Data Pipeline¶
This page explains how user-uploaded data flows through D2S — from upload to storage to visualization.
Upload flow¶
D2S uses tusd for resumable file uploads. This ensures that large files (orthomosaics, point clouds) can be uploaded reliably, even over unstable connections.
- The client initiates an upload through the tusd service.
- tusd stores the file in a configured upload directory (
TUSD_STORAGE). - Once the upload completes, tusd notifies the FastAPI backend via a webhook.
- The backend creates a database record and dispatches a Celery task for processing.
Data product types¶
D2S supports the following data product types when uploading to a flight:
| Type | Accepted formats | Description |
|---|---|---|
| DEM | .tif |
Digital elevation models |
| Ortho | .tif |
Orthomosaic imagery |
| Point Cloud | .las, .laz |
3D point cloud data |
| Panoramic | .jpg, .jpeg, .png, .webp, .avif |
Panoramic imagery |
| 3DGS | .ply, .zip |
3D Gaussian Splatting models (.zip for LCC format) |
| Other | .tif |
User-defined raster type with a custom label |
Processing¶
Processing tasks run asynchronously via Celery workers. The specific processing depends on the data type:
Raster data — DEM, Ortho, and Other (GeoTIFF)¶
Uploaded GeoTIFFs are converted to Cloud Optimized GeoTIFFs (COGs). COGs use internal tiling and overviews to support efficient HTTP range requests, enabling clients to fetch only the tiles they need at the appropriate zoom level. DEM, Ortho, and Other types all follow this same conversion pipeline.

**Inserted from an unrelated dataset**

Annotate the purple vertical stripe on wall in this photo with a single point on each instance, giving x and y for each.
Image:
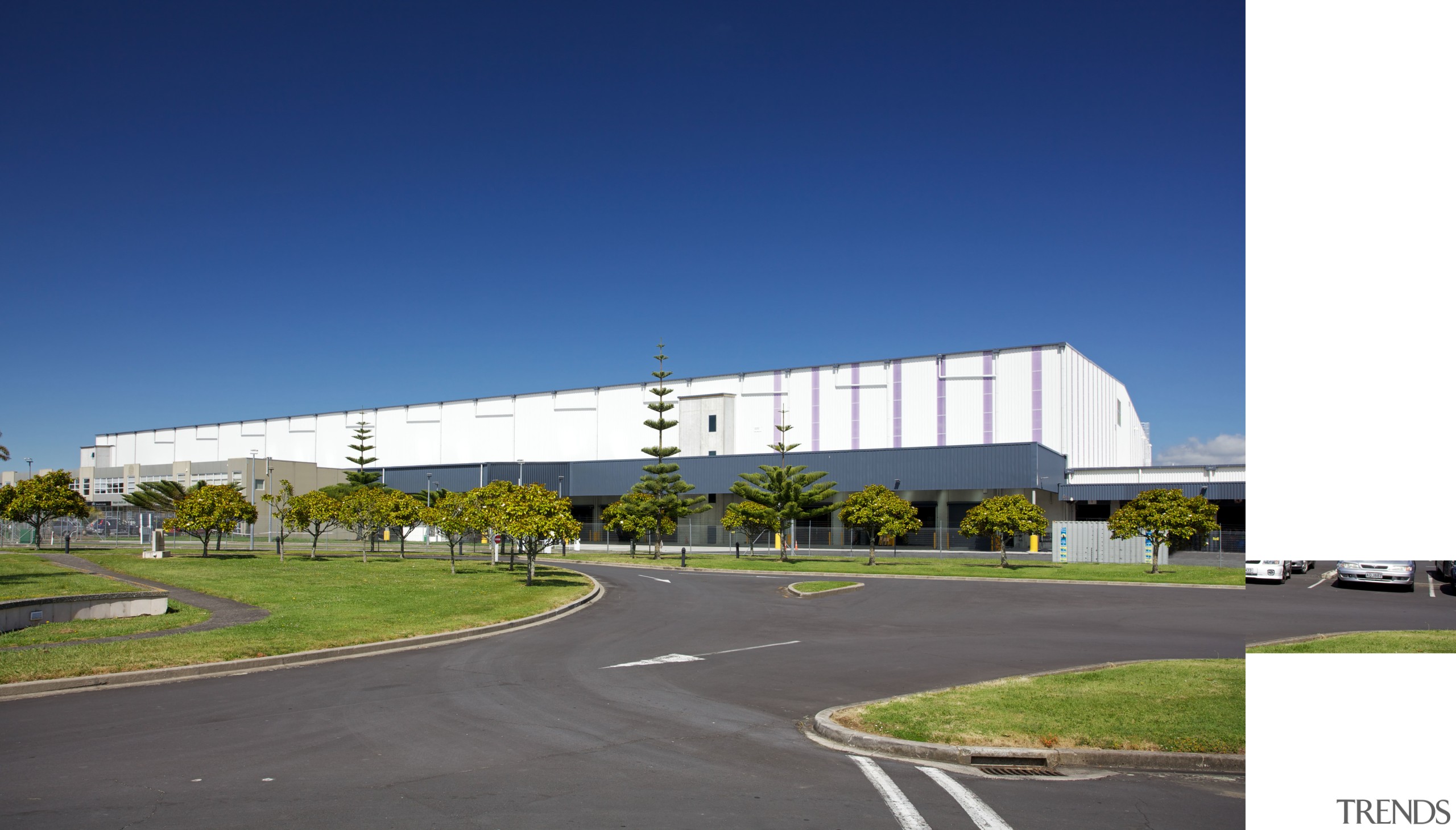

Point cloud data (LAS/LAZ)¶
Point cloud files are converted to Cloud Optimized Point Cloud (COPC) format. Like COGs, COPC files support range requests, allowing the Potree viewer to stream point data progressively.
3D Gaussian Splatting (PLY/ZIP)¶
3D Gaussian Splatting (3DGS) uploads are validated and copied to static file storage. Uploads can be a .ply file or a .zip file in the LCC format. Once validated, the data product is made available for visualization through a WebGL-based viewer.
Panoramic imagery¶
Panoramic images are validated (checking dimensions to confirm the image has the expected aspect ratio for panoramic content) and copied to static file storage.
Vector data (GeoJSON/Shapefile)¶
Vector uploads are ingested into PostgreSQL/PostGIS tables. Optionally, GeoParquet and FlatGeobuf format files are generated for desktop GIS access.
Task tracking¶
Each processing task creates a Job record in the database. The frontend polls for job status updates, displaying progress indicators to the user. When processing completes, the data product record is updated with the final file location and metadata.
Storage layout¶
Processed files are organized on disk by project, flight, and data product UUIDs:
projects/
└── <project-uuid>/
└── flights/
└── <flight-uuid>/
└── data_products/
└── <data-product-uuid>/
└── <file-uuid>.tif (or .copc.laz, .ply, .jpg, etc.)
Visualization¶
Once processed, data is served to the frontend through specialized services:
- Raster tiles (DEM, Ortho, Other) — TiTiler reads COG files and generates map tiles on the fly.
- Vector tiles — pg_tileserv generates Mapbox Vector Tiles (MVT) from PostGIS tables.
- Point clouds — The Potree viewer fetches COPC data directly via HTTP range requests.
- 3D Gaussian Splatting — Rendered via a WebGL-based viewer.
- Panoramic imagery — Displayed through a dedicated panoramic viewer.
Raster and vector tile requests pass through a Varnish caching layer with signed URLs for access control. See Tile Serving for details.